The US Senate has allowed the spectrum auction authority of the Federal Communications Commission (FCC) to lapse for the first time ever.

A bill that would have extended the regulator’s spectrum authority to 19 May was passed by the lower house, but objections in the Senate (upper house) delayed the legislation, leading to the lapse.

US Senate
– Getty Images

For operators, it means that the agency is currently unable to auction more spectrum for 5G networks.

It follows the decision of President Joe Biden's Democratic nominee to the FCC, Gigi Sohn, to withdraw from contention to become the FCC's fifth commissioner, pulling out of the race 16 months after being nominated.

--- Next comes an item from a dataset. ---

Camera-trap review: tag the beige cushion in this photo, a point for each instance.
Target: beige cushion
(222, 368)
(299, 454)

This has left the agency deadlocked with two Republicans and two Democrats, potentially contributing to the spectrum lapse.

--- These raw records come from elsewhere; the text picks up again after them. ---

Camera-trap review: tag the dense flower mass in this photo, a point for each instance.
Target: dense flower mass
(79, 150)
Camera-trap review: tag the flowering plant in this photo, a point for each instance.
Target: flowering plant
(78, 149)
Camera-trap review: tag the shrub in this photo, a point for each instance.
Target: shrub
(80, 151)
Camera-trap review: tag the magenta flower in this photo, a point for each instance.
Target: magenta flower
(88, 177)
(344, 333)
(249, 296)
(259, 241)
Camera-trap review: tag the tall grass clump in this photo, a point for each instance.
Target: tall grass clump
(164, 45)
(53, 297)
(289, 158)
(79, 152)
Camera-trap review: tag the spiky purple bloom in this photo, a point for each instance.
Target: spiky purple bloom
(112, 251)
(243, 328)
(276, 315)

Last Friday (March 10), Cathy McMorris Rodgers, chair of the House Energy and Commerce Committee, informed the Communication and Technology subcommittee hearing of the lapse.

"On 27 February the House passed my bipartisan legislation with Ranking Member Pallone to extend the FCC’s authority to issue spectrum licenses until 19 May," said McMorris Rodgers. "This would have given Congress enough time to come to an agreement on a more comprehensive package addressing many issues in the communications and technology space. For reasons unknown to me, certain senators decided to risk US wireless leadership over a date change."

Unsurprisingly, the FCC has given its thoughts with Chairwoman Jessica Rosenworcel seeking a swift resolution.

"For three decades, the Federal Communications Commission’s authority to auction the nation’s airwaves has been an indispensable tool for harnessing the promise of new wireless technologies while also spurring economic growth, creating jobs, and strengthening our national security and global leadership. Time and time again our auctions have proven to be an enormous engine for market innovation and the flourishing Internet ecosystem, and for expanding the reach of next-generation connectivity to everyone, everywhere."

Rosenworcel notes that the FCC has held 100 auctions and raised more than $233 billion in revenue.

“It is my hope that the FCC’s auction authority is restored quickly so that this important program is once again able to produce results for consumers and the economy," she added.

Since 1994, the US has conducted competitive auctions through the FCC, as opposed to assigning spectrum through comparative hearings under which the specific merits of each applicant are litigated.

This initial authority for the FCC was set to expire on September 30, 1998, but was extended by Congress, and has been several times since. The most recent long-term extension was granted as part of the Middle Class Tax Relief and Job Creation Act of 2012, and expired on September 30, 2022.

However, since then, President Biden has temporarily extended the legislation an additional four times, with the latest extension signed on December 30, 2022, lasting through to March 9, 2023.

The lack of an extension could cause uncertainty within the industry as the FCC will no longer be able to auction spectrum licenses for particular bands.